L'intervento
"Davvero qualcuno pensa di sconfiggere militarmente la Russia?". La Lega prende le distanze da Meloni
Il capogruppo Romeo interviene in Senato e mette in fila tutte le perplessità del suo gruppo sul sostegno all'Ucraina: "Ci troviamo di fronte al deserto della diplomazia”. Poi invita la premier a non appiattirsi su Nato e Usa
"Davvero qualcuno pensa di sconfiggere militarmente la Russia?". Più di una semplice dichiarazione di voto. Quasi un'arringa, quella di Massimiliamo Romeo, che - intervendo in Senato dopo le dichiarazioni della premier Giorgia Meloni, in vista del Consiglio europeo - mette in fila tutti i dubbi della Lega sul sostegno militare all'Ucraina. Parole e posizioni che si sovrappongono, a tratti scavalcano, il pacifismo grillismo. Per qualcuno richiamano anche la propaganda putiniana.
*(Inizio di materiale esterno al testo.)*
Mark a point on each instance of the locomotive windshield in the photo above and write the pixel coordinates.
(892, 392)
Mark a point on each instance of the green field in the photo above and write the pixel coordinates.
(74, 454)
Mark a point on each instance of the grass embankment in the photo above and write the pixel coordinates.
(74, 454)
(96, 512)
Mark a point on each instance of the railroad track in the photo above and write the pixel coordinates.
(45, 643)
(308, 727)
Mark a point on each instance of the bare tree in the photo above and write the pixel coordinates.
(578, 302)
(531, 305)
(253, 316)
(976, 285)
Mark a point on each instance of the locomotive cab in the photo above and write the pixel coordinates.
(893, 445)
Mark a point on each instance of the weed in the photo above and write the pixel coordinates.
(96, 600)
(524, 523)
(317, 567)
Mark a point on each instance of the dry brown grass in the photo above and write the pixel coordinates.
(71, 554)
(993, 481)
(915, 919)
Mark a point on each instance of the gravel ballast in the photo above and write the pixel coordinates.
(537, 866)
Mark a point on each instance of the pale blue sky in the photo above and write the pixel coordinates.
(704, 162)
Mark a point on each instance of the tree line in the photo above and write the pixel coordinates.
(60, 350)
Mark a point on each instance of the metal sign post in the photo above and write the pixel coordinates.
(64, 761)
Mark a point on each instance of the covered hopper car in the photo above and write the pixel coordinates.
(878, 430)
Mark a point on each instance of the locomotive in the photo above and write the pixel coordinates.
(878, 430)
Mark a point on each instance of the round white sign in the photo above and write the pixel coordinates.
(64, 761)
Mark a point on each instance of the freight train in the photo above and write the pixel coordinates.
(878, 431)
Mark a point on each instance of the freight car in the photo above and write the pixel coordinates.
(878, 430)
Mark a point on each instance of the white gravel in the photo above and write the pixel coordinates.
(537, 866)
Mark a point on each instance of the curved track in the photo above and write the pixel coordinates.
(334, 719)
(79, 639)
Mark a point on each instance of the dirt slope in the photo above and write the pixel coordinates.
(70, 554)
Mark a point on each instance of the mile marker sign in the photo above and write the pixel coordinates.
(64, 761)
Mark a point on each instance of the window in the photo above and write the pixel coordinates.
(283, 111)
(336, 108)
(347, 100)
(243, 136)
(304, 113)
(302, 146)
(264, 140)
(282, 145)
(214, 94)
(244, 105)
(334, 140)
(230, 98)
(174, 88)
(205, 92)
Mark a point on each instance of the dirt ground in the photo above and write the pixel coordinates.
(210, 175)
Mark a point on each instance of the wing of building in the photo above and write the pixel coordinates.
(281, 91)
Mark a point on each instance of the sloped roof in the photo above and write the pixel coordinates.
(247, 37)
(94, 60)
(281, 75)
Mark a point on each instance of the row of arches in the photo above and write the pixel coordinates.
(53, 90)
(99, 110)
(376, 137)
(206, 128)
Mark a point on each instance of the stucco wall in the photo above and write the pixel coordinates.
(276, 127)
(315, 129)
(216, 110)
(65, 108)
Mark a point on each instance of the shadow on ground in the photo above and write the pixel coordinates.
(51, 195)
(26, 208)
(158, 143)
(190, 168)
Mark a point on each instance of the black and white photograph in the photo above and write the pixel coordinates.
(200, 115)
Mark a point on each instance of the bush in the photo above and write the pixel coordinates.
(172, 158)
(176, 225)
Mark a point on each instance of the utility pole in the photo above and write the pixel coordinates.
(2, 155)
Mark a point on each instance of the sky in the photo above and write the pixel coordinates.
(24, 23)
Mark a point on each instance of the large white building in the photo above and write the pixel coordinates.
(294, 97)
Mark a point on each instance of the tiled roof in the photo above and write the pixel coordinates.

Il capogruppo del Carroccio annuncia il voto favorevole del suo gruppo, ma esprime "la forte preoccupazione su come stanno andando le cose sul fronte dellla guerra tra Russia e Ucraina". Si smarca dunque dall'azione del governo e da quella degli alleati internazionali. "Iniziative di mediazione di alcuni paesi vengono subito accontonate e giudicate non credibili ancora prima di essere attentamente analizzate", accusa Romeo, che si riferisce pur senza nominarla alla proposta di pace che arriva da Pechino, rispetto a cui - lascia intendere - esiste un pregiudizio da parte dell'Alleanza atlantica, degli Stati Uniti.
Per questo, "l'obiettivo della cessazione delle ostilità sembra più una dichiarazione di principio". Quindi: "Il problema non è il sostegno militare all’Ucraina, ma la corsa ad armamenti sempre più potenti". Sono dubbi che nei giorni scorsi ha espresso anche l'altro partito di maggioranza, Forza Italia, a proposito della richiesta di aerei avanzata da Zelensky. Romeo si rivolge alla premier, che assiste scura in volto, con la stessa espressione che si vede sui banchi di Fratelli d'italia, dove non applaude nessuno: "Siamo certi che un escalation del conflitto riuscirà a tenere lontana la guerra dall’Europa e dal nostro paese?", chiede il senatore, mettendo così in dubbio le parole della stessa Meloni, che poco prima, nella sua relazione, aveva spiegato come le armi fossero necessarie al contenimento del conflitto su una scala “regionale”. Non per il capogruppo del Carroccio a quanto pare, le cui dichiarazioni, in molti passaggi, sono anche più dure di quelle pronunciate dagli esponenti del M5s.
Ma non è una novità. Perchè posizioni molto simili la Lega, lo stesso Romeo, le aveva pronunciate a gennaio in occasione del voto sul decreto per l'invio di nuove armi a Kyiv. "Non si può sconfiggere Putin", disse allora. Circa un mese dopo, proprio nel giorno della visita della premier a Kyiv, e con un tempismo quantomeno curioso, sempre il capogruppo leghista ripeteva al Foglio: "Cara Meloni, siamo ostaggi della propaganda bellicista". Concetti che ritornano, più netti.
Oggi, cita il capo di stato maggiore della difesa italiano e quello americano, per ribadire che "non esiste una soluzione militare per questo conflitto, ne Kyiv né Mosca possono vincere”. Analisi militari che vengono definite "saggi consigli, davanti a cui la politica resta sorda".
"Ci troviamo di fronte al deserto della diplomazia”, è la stoccata successiva, attraverso cui la Lega sembra contestare al governo Meloni un eccessivo appiattimento sulle posizioni atlantiche. "Servirebbe più equilibrio. Servirebbe recuperare il ruolo storico dell’Italia per favorire il dialogo e almeno la tregua". Quindi l'appello, che per i toni con cui viene mossoha il sapore di una sfida: "Contiamo su di lei presidente. Sentiamo dire in giro che lei è una tosta, non solo perché ha avuto il coraggio di andare al Congresso della Cgil", premette. Prima di affondare il colpo: "Se è vero che stiamo combattendo la battaglia per la libertà dell’occidente, dobbiamo essere pronti a difenderla anche in casa nostra. Che libertà è quella che criminalizza qualisasi idea che si discosta di un millimetro al pensiero dominante?". La risposta che si dà Romeo è eloquente: "Assomiglia più a una dolce tirannia". Ed è anche il segnale di una certa insofferenza.